The manufacture of coextruded blown films and the equipment for making them are well known in the art. Multilayer films have been made in which at least one surface or outer layer are made to facilitate heat-sealing. A core film layer may be used to provide strength, impact resistance, stretchability, other main physical properties of the film, or combinations thereof. Layers between the outer layer and core layer, also referred to as inner layers in this context, may facilitate the mutual adhesion of the layers and/or may impart barrier properties against the transmission of moisture, carbon dioxide, oxygen, other gases and the like.
Polymers used in such processes for packaging applications generally include polyethylene, polypropylene, ethylene vinyl alcohol, and the like. Film properties are often subject to the combined effect of the coextrusion process conditions and polymer compositions selected for the different layers. Film producers have to balance mechanical properties such as stiffness and impact strength to make stronger films for a given thickness, and optical properties such as clarity and haze which impact the attractiveness of the packaging and visual inspection of the goods at the point of sale.

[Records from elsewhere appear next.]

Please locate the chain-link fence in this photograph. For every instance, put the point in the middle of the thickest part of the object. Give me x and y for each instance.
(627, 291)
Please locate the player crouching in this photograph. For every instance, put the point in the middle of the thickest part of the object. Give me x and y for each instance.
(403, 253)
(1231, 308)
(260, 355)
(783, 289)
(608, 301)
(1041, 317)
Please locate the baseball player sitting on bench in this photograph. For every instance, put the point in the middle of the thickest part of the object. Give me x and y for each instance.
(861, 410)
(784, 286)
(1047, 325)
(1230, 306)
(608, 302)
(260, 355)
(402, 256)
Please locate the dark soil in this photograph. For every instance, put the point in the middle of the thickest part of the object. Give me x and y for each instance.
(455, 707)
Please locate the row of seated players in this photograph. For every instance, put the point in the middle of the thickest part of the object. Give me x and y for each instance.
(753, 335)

Higher clarity is usually achieved in blown film applications by the inclusion of softer polyolefins, such as very low density polyethylene (LLDPE), usually in combination with other polyethylene polymers, including low density polyethylene (LDPE), linear polyethylene, and high density polyethylene (HDPE), in different layers. Such materials, while offering benefits in clarity, often result in negative effects on the mechanical properties. Various attempts to optimize this balance continue to restrict the range of stiffness. Introduction of higher amounts of metallocene polyethylenes (mPEs) into multilayer films with reduced use of LDPE provides improved mechanical performance. Efforts to provide a good solution for high clarity films include incorporating mPE with a higher density, optionally in a blend with high density polyethylene (HDPE), in the core layer and another mPE with a lower density in the outer layer. Although improved optical properties including high clarity and low haze are achieved, stiffness of the film is usually very high, making the film undesirable for packaging applications requiring soft hand feel.
U.S. Pat. No. 6,368,545 discloses techniques to achieve higher clarity in multilayer blown coextruded films. The core layer may be extruded at a higher temperature than the skin layer or layers, and/or the core layer has a higher density than the skin layer or layers.
U.S. Patent Application No. 2009/0110913 provides a blown film coextrusion process. The process involves extruding core contact layers through a die exit at a specified speed and cooling, orienting, and crystallizing the multi-layer film formed at a specified deformation rate to form a frost line at a specified distance from the die exit by withdrawing film at a take up speed. The core and core contact layers are of a film forming polymer composition comprising at least 90 wt % of ethylene-based polymer. The ethylene-based polymer of the core layer has an average density of ethylene-based polymers equal to or higher than that of ethylene-based polymer of the core contact layers. The invention specifically concerns the feature that the core layer composition contains a portion of LDPE and the composition of the core contact layers contain a portion of a linear polyethylene so as to make the core layer more resistant to deformation than the skin layers.
U.S. Patent Application No. 2011/0003099 relates to the use of linear polyethylene having an MIR indicative of the presence of some long-chain branching having a density of 0.91 to 0.94 g/cm3 determined according to ASTM D4703/D1505, an I2.16 (MI) of from 0.05 to 1 g/10 min, and I21.6/I2.16 (MIR) of more than 35, the MI and MIR being determined according to ASTM 1238 D at 190° C., and a difference between the MD Tensile force based on ASTM D882-02 at 100% elongation and MD 10% and the offset yield of a reference film is defined herein having a thickness of 25 μm of at least 15 MPa. The invention also relates to coextruded film structures made using such linear polyethylene in the core layer of a multi-layer structure to provide easily processed, strong, highly transparent films.
As discussed above, there is a need therefore for a film and/or a method for making a film that can deliver low stiffness to a blown multilayer film without compromising optical properties, such as high clarity. One alternative to address the above stiffness problem is to apply a propylene-based elastomer to a conventional multilayer film. Applicant has discovered that during bubble blowing of a blown coextrusion process, introduction of a propylene-based elastomer into inner layers of the bubbles can create a strong adhesion between the two inner surfaces of the bubble when the bubble collapses. As a result, the two surfaces can turn into one layer serving as the core layer of the film. Thus, the number of layers in a film can be greater than the number of extruders in the coextrusion line, as represented by a function relation of (2n−1), with n being the number of extruders. Therefore, under a given film thickness and a limited scale of a coextrusion line with, for example, three extruders, a five-layer film comprising a propylene-based elastomer in the core layer can be produced to obtain lower stiffness, preferably combined with improved optical properties and other mechanical properties.